User:Francg/expub/thesis/project-draft-09.11.17

Graduate Proposal

Introduction

We live in an era where news media generates, changes and updates information almost instantaneously. Information is quickly expanded and facts spread worldwide across networks. These facts are shared and communicated through individuals interaction, creating huge quantities of data spinning around, which are also increasingly replicated and transformed. In this sense, news data is constantly rewritten and revised. However it is also vulnerable to state authorities, centralized platforms and institutionalized environments. That is to say, information is not free and open, most importantly, it is censored, manipulated and revised, yet this is invisible often.

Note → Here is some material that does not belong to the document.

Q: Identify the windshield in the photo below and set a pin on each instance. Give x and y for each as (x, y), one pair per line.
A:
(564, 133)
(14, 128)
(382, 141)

[1] This domain name has been sized pursuant to a seizure warrant under the Judicial Authority and is under its administration

[2] The world's first internet war has begun, in Catalonia, as the people and government use it to organize an independence referendum on Sunday and Spanish intelligence attacks, freezing telecommunications links, occupying telecoms buildings, censors 100s of sites, protocols etc.

Context

This project will be contextualized surrounding the events of the current sociopolitical conflict between Catalonia and Spain. It will focus specially on the behavior and consequences of the news media, tracking, collecting and analyzing data. At the same time, it will reflect critically on network surveillance and media censorship issues, experimenting with algorithmic tools, in order to process quickly-changing information, diving into restricted zones where data becomes exclusive. This will allow observing any possible version of generated data, making information more visible, while empowering the user to become aware of its nature. The mass media gave very diverse views and attention to the institutionalized punishment happening before, during and after the 1st of October. State authorities censored hundreds of websites, occupied telecommunication buildings, raided newsprint and used body armor. It all happened to stop people manifesting themselves voting. The topic quickly expanded and took enough room in social networks to be daily commented in waves of extreme diverse manifestation, creating a massive flood of information, a lot of it manipulated. In the end, the mass media could no longer ignore this topic and it also spread internationally. Meanwhile, a vast quantity of news is constantly updated.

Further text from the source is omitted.